To make the profiteroles, combine the water, milk, sugar, salt, and butter into a large pot. Heat gently until the butter melts then bring the mixture up to a boil. Take the pan off the heat and dump in the flour. Using a wooden spoon, beat the flour in the pot. Return the pot to the heat and continue to stir the mix until it thickens and the paste stops sticking to the sides of the pot. At this point – to save your forearms – if you have a stand mixer put it to use and transfer the paste into the mixer. If you feel like you have something to prove, go ahead and continue in the same pot. Slowly beat in the eggs, being sure each addition of egg is fully incorporated before adding the next. By the end the mix should be smooth and shiny.

Fill a piping bag with the paste. On several parchment-lined baking trays, use a 1″ round piping nozzle and pipe the paste into roughly 1 1/4″ balls. Use a wet finger to smooth out the top of each profiterole and bake for approximately 30 minutes until golden brown. While hot, transfer the profiteroles to a cooling rack and pierce each with a toothpick to release the steam inside.

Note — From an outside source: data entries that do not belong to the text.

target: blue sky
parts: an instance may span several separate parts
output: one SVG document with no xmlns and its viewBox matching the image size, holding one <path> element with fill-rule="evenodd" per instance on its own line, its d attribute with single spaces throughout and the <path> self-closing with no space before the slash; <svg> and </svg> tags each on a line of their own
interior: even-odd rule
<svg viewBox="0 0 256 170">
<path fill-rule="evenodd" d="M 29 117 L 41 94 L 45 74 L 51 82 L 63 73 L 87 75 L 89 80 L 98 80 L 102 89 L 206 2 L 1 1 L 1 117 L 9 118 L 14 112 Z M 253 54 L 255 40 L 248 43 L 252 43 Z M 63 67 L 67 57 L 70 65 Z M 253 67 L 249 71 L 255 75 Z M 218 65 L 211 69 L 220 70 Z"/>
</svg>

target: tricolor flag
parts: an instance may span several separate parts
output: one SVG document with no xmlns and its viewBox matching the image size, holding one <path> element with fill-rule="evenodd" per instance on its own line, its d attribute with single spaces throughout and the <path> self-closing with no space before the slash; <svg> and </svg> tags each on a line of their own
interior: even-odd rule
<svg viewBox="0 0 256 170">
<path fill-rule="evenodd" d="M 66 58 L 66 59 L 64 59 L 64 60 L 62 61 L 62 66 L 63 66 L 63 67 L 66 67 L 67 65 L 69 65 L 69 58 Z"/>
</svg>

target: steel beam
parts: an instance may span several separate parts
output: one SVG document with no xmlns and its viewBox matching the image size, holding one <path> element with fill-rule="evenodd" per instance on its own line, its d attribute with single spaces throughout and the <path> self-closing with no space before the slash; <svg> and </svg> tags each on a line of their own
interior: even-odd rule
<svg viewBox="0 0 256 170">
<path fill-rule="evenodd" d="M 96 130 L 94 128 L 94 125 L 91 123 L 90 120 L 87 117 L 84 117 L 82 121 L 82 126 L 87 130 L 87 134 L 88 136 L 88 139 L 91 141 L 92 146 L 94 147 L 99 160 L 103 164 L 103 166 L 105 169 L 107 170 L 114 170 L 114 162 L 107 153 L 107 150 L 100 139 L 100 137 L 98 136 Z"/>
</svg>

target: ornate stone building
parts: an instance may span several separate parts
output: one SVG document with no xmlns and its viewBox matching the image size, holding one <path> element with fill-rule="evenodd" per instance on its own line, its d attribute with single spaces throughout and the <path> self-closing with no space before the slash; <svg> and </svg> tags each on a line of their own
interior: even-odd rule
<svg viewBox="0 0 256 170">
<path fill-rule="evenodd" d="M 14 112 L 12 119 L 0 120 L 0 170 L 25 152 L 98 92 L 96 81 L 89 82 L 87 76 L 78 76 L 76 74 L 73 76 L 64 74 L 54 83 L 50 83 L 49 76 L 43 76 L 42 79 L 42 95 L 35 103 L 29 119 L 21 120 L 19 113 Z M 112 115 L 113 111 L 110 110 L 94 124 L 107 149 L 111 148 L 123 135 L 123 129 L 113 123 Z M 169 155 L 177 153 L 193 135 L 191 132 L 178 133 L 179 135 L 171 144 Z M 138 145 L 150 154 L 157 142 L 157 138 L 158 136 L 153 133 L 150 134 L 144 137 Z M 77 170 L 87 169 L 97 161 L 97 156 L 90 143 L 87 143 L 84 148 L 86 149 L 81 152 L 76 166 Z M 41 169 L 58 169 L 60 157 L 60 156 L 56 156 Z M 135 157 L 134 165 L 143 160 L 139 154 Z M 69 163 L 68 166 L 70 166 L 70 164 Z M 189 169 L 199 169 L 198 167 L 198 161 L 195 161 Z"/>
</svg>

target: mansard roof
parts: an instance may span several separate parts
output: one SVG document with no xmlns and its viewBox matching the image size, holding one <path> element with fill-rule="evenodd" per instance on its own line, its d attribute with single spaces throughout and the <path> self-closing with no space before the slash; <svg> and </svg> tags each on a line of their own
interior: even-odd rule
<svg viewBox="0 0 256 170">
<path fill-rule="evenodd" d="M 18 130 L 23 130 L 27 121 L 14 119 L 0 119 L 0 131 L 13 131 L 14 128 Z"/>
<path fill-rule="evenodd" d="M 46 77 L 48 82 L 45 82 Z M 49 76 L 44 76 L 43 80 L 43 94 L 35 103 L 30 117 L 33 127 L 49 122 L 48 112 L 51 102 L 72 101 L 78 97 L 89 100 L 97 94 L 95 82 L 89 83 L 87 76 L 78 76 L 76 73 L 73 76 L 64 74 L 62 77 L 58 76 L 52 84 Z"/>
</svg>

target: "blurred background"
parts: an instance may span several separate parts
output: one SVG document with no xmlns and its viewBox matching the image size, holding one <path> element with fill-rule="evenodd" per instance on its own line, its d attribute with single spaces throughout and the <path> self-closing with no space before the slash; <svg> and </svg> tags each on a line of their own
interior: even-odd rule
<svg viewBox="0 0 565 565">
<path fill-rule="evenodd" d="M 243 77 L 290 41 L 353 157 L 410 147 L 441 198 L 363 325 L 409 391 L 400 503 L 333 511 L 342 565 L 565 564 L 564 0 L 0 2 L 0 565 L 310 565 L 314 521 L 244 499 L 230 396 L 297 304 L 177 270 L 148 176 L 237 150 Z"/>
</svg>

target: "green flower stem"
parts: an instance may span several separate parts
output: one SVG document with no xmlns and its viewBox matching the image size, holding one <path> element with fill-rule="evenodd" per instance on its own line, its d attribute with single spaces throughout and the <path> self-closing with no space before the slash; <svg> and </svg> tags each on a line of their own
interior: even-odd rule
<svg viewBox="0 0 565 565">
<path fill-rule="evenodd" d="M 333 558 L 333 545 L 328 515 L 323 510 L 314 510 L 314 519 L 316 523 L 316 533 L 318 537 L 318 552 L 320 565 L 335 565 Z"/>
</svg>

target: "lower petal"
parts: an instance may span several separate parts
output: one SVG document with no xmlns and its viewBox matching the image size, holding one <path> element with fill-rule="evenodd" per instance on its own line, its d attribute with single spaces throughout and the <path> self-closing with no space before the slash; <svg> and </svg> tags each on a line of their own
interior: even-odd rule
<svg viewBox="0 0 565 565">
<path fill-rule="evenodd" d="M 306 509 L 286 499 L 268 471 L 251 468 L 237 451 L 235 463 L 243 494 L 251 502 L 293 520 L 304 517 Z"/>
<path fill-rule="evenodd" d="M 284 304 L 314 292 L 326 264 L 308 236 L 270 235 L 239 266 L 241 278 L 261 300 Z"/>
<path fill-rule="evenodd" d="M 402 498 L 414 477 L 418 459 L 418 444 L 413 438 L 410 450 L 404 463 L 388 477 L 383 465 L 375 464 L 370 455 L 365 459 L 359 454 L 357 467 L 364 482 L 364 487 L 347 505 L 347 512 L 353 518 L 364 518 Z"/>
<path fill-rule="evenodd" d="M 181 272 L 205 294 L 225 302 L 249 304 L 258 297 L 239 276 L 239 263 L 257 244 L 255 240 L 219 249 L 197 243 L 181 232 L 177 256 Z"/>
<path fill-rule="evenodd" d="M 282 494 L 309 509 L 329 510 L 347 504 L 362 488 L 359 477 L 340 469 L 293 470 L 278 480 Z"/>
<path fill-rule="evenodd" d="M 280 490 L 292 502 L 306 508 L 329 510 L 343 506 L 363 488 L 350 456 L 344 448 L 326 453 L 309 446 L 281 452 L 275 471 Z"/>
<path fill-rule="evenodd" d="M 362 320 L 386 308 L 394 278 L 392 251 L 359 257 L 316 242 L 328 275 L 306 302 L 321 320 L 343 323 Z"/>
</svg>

When ready to assemble, make a small hole in the bottom of each profiterole. Using a piping bag that’s been fitted with a small round piping nozzle, fill each profiterole with the strawberry mascarpone cream. In a bowl, add the white chocolate and melt in the microwave on high power for 20 seconds at a time, stirring in between each time until the chocolate is smooth and just melted. With a small spoon, paint the bottom of each profiterole and stick to a large platter, forming a large circle – this will be the base of the tower. Use any misshapen profiteroles to fill the inside of the circle. Continue up the tower, painting a small amount of the chocolate on the bottom of each profiterole to help stick them together. As you continue up, you may find the structure unstable – a quick stash in the fridge will help solidify the chocolate and keep everything in its place. Once completed, drizzle the tower in the remaining chocolate and refrigerate until ready to serve. Douse in lime slime when your guests are watching.